I have developed a particular Git workflow for maintaining PostgreSQL feature branches and submitting patches to the pgsql-hackers mailing list and commit fests. Perhaps it’s also useful to others.

This workflow is useful for features that take a long time to develop, will be submitted for review several times, and will require a significant amount of changes over time. In simpler cases, it’s probably too much overhead.

You start as usual with a new feature branch off master

git checkout -b reindex-concurrently master

and code away. Make as many commits as you like for every change you make. Never rebase this branch. Push it somewhere else regularly for backup.

When it’s time to submit your feature for the first time, first merge in the current master branch, fix any conflicts, run all the tests:

git checkout master
git pull
make world
make check-world
git checkout reindex-concurrently
git merge master
# possibly conflict resolution
make world
make check-world

(The actual commands are something like make world -j4 -k and make check-world -Otarget -j4, but I’ll leave out those options in this post for simplicity.)

(Why run the build and tests on the master branch before merging? That ensures that if the build or tests fail later in your branch, it’s because of your code and not because a bad situation in master or a system problem. It happens.)

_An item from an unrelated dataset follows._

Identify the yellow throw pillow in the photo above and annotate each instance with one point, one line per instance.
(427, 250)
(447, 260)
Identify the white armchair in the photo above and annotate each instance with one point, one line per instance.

Now your code is good to go. But you can’t submit it like that, you need to squash it to a single patch. But you don’t want to mess up your development history by overwriting your feature branch. I create what I call a separate “submission” branch for this, like so:

git checkout -b _submission/reindex-concurrently-v1 master

The naming here is just so that this shows up sorted separately in my git branch list. Then

git merge --squash reindex-concurrently

This effectively makes a copy of your feature branch as a single staged commit but doesn’t commit it yet. Now commit it:

git commit

At the first go-round, you should now write a commit message for your feature patch. Then create a patch file:

git format-patch -v1 master --base master

The --base option is useful because it records in your patch what master was when you created the patch. If a reviewer encounters a conflict when applying the patch, they can then apply the patch on the recorded base commit instead. Obviously, you’ll eventually want to fix the conflict with a new patch version, but the reviewing can continue in the meantime.

Then you continue hacking on your feature branch and want to send the next version. First, update master again and check that it’s good:

git checkout master
git pull
make world
make check-world

Then merge it into your feature branch:

git checkout reindex-concurrently
git merge master
# possibly conflict resolution
make world
make check-world

Then make a new submission branch:

git checkout -b _submission/reindex-concurrently-v2 master

Again stage a squashed commit:

git merge --squash reindex-concurrently

Now when you commit you can copy the commit message from the previous patch version:

git commit -C _submission/reindex-concurrently-v1 -e --reset-author

The option -C takes the commit message from the given commit. The option -e allows you to edit the commit message, so you can enhance and refine it for each new version. --reset-author is necessary to update the commit’s author timestamp. Otherwise it keeps using the timestamp of the previous version’s commit.

And again create the patch file with a new version:

git format-patch -v2 master --base master

The advantage of this workflow is that on the one hand you can keep the feature branch evolving without messing with rebases, and on the other hand you can create squashed commits for submission while not having to retype or copy-and-paste commit messages, and you keep a record of what you submitted inside the git system.